Unlocking Keys to Climate Change Hidden in New Zealand’s Caves

Typography

The expertise of a Huddersfield researcher has been sought out to assist an international research project which aims to unlock keys to climate change hidden in cave formations known as speleothems located deep in New Zealand’s caves.

The expertise of a Huddersfield researcher has been sought out to assist an international research project which aims to unlock keys to climate change hidden in cave formations known as speleothems located deep in New Zealand’s caves.

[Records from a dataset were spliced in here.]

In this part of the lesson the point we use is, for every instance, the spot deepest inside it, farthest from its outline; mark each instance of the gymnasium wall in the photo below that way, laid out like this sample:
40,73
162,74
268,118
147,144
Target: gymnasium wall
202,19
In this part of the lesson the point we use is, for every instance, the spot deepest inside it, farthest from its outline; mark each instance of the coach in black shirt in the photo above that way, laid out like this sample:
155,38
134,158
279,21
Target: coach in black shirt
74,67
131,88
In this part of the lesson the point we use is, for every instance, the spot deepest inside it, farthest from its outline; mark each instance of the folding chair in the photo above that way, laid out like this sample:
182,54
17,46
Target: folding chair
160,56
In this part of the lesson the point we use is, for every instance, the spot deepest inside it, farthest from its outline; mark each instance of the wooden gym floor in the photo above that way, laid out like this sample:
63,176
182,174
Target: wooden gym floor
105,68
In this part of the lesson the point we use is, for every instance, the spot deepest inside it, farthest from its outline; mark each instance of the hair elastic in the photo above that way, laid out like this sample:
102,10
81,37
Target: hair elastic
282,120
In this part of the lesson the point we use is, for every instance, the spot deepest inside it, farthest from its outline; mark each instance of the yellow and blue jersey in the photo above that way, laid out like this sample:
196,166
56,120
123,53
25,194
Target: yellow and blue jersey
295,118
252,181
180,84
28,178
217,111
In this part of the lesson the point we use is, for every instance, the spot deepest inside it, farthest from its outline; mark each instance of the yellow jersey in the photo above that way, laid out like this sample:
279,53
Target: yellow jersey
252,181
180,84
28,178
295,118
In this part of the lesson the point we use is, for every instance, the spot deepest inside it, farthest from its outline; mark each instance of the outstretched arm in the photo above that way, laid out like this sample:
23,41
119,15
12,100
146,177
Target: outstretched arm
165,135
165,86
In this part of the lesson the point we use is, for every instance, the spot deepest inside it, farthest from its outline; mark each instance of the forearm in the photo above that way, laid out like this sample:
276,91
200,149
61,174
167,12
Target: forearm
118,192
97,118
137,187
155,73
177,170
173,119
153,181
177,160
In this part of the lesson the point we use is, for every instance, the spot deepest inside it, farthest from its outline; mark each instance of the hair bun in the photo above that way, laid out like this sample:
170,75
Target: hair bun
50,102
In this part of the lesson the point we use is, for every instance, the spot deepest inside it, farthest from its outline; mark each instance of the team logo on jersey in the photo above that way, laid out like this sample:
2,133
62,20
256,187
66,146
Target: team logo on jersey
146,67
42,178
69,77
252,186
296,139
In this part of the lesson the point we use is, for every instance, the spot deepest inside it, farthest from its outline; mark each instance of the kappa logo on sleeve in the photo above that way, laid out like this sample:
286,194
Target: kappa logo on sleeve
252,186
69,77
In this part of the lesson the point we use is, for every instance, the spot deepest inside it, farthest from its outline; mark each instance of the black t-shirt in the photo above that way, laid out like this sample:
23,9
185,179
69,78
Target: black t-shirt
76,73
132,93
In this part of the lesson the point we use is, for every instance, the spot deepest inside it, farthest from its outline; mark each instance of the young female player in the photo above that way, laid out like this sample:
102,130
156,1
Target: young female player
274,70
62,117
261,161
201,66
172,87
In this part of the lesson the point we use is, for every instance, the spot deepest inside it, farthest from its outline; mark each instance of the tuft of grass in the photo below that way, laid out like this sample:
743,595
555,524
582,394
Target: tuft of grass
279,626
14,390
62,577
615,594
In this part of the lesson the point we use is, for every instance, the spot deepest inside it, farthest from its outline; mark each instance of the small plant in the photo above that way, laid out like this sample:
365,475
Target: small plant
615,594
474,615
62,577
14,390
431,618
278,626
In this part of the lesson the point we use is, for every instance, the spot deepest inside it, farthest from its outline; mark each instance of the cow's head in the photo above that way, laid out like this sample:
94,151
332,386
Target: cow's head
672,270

Dr Bethany Fox from the University’s Department of Biological and Geographical Sciences is taking part in a $1 million NZD SMART ideas research project funded by the New Zealand government, led by the University of Waikato, entitled ‘Quantifying past rainfall and climate extremes in New Zealand’.

Speleothems are produced from water outside of the cave dripping slowly through the cave roof over thousands of years. Gradually this deposition of minerals creates cave formations from the ground up, which are known as stalagmites, or from the roof down known as stalactites.

“Because the water has come in from outside of the cave, this means it has a connection to the climate,” explained Dr Fox. “When there is more or less rainfall you can see changes in the chemistry of the stalagmite or the stalactite layer and this can reveal what was happening in the past with the climate of that area.”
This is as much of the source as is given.